Events at Abu Ghraib have established that we are horrified at the idea of forcible sodomy–some of which might be featured in the new batch of photos–in prisons. Good. That sense of outraged disgust should apply here. An estimated ten percent of prison inmates are victims of rape at least once. Two-thirds of the victims are raped repeatedly, and some male prisoners report 100 or more incidents of sexual assault a year. According to Cindy Struckman-Johnson of the University of South Dakota, a third of the victims have thoughts of committing suicide, and 17 percent attempt it.

Suicidal despair is a common feature of prisons, since they are used to warehouse the mentally ill. Instead of deinstitutionalizing the mentally ill, we have trans-institutionalized them, effectively transferring them from mental-health hospitals into prisons. There are more mentally ill people in America’s jails and prisons–somewhere between 200,000 and 300,000–than in all its psychiatric hospitals. They don’t get proper treatment and are often punished for the consequences of their illness by being placed in solitary confinement, thus exacerbating their sickness.

On top of these problems, there are gangs, drugs, abusive guards, and more. How do we improve our prisons? The most important change has to be in our attitude. Prisons can do great good–they have been the most important factor in declining crime during the past decade. But the people who go there, despite their weakness or wickedness, are human beings and deserve to be treated as such. Incarceration is itself the punishment and shouldn’t be augmented by random brutality or poor treatment.

A message should be sent from the very top, i.e. governors, that the abuse of prisoners, by fellow inmates or by guards, will not be tolerated. It is especially important that inmate-on-inmate rape and acts of abuse by guards be punished, even if powerful look-the-other-way prison-guard unions don’t like it. Overcrowding, which overwhelms guards and helps create the conditions for rape and other violence, should be alleviated. If we are going to jail more people than any other country in the world, let’s build more prisons. But since there are limits on resources, the incarceration-intense drug war needs to be re-examined. And the mentally ill should be diverted into mental institutions.

Meanwhile, as criminal-justice expert Eli Lehrer argues, while prisoners are under our control we might as well try to do some good for them.

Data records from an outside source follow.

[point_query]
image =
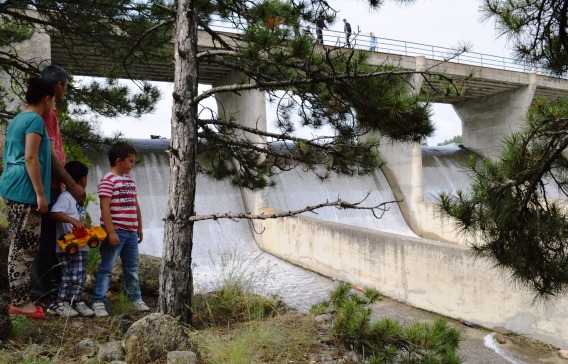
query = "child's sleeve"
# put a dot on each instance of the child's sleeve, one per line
(63, 205)
(105, 188)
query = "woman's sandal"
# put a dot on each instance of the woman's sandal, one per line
(37, 314)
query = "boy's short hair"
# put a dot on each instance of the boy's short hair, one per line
(120, 150)
(76, 170)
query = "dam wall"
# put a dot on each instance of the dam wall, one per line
(435, 276)
(347, 245)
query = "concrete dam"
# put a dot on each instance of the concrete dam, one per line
(437, 275)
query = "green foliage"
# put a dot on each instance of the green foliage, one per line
(234, 296)
(536, 29)
(387, 341)
(21, 327)
(277, 340)
(508, 212)
(110, 32)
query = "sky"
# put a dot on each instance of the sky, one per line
(442, 23)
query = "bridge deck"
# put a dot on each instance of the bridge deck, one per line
(477, 81)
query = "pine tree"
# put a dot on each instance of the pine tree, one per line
(330, 86)
(515, 211)
(333, 87)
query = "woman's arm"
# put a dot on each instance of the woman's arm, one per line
(32, 167)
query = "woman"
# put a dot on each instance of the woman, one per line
(24, 185)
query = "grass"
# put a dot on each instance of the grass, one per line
(233, 323)
(275, 340)
(388, 341)
(21, 328)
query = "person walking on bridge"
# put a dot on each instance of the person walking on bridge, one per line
(347, 30)
(320, 24)
(373, 46)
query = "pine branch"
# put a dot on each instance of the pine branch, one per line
(302, 81)
(377, 210)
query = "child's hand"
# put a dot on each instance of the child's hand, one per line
(42, 207)
(113, 239)
(79, 225)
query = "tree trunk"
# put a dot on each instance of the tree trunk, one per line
(176, 279)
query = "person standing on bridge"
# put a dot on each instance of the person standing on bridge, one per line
(373, 42)
(347, 30)
(320, 24)
(45, 275)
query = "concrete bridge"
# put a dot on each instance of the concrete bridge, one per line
(438, 275)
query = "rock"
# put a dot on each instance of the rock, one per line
(124, 322)
(5, 322)
(110, 351)
(4, 248)
(181, 357)
(324, 318)
(318, 358)
(33, 352)
(563, 354)
(151, 338)
(501, 339)
(85, 347)
(351, 357)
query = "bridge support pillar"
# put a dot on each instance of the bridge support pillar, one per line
(487, 120)
(248, 108)
(404, 163)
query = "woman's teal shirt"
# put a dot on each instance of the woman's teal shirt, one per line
(15, 183)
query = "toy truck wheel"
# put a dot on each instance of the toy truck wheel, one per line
(93, 242)
(72, 248)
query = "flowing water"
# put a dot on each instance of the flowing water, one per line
(226, 248)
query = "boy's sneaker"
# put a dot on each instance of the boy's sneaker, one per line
(100, 309)
(83, 309)
(62, 309)
(140, 306)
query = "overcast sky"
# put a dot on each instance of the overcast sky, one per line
(443, 23)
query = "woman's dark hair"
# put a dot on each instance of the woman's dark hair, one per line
(38, 89)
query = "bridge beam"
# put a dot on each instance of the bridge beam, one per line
(404, 166)
(487, 120)
(248, 108)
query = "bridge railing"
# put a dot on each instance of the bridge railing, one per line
(399, 47)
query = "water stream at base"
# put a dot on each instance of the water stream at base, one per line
(226, 248)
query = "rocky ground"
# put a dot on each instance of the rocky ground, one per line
(76, 340)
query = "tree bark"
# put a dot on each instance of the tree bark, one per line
(176, 278)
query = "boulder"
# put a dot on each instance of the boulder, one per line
(151, 338)
(85, 348)
(5, 322)
(4, 248)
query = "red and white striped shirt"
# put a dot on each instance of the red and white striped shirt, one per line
(122, 193)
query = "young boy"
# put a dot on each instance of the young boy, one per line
(121, 217)
(67, 213)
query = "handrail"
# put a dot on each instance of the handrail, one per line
(400, 47)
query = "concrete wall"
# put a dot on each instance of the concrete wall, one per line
(487, 120)
(248, 108)
(434, 276)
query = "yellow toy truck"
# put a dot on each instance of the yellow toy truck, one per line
(71, 242)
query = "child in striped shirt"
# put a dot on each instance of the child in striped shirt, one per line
(121, 217)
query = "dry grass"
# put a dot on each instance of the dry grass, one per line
(278, 339)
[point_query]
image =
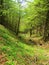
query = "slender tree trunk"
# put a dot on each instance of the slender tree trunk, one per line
(1, 13)
(46, 29)
(18, 26)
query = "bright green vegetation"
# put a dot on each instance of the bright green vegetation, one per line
(19, 53)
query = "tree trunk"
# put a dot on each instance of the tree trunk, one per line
(46, 29)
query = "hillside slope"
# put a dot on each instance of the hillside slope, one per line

Work programs in prison can get prisoners in the habit of working and reduce recidivism. More than ten percent of prisoners test positive for drugs at any given time. Coercive treatment programs should attempt to wean them of addiction. Finally, prisoners tend to be simply dumped on the streets when they are released. More intensive post-prison monitoring can help keep them from going back.

It is understandable that Abu Ghraib has raised such an outcry. The abuses there will get more American soldiers killed. But there is something odd about a country that gets more exercised about the treatment of foreign prisoners than the treatment of its own. Let’s not expend all of our prison outrage on behalf of Iraqis.

Rich Lowry is author of Legacy: Paying the Price for the Clinton Years.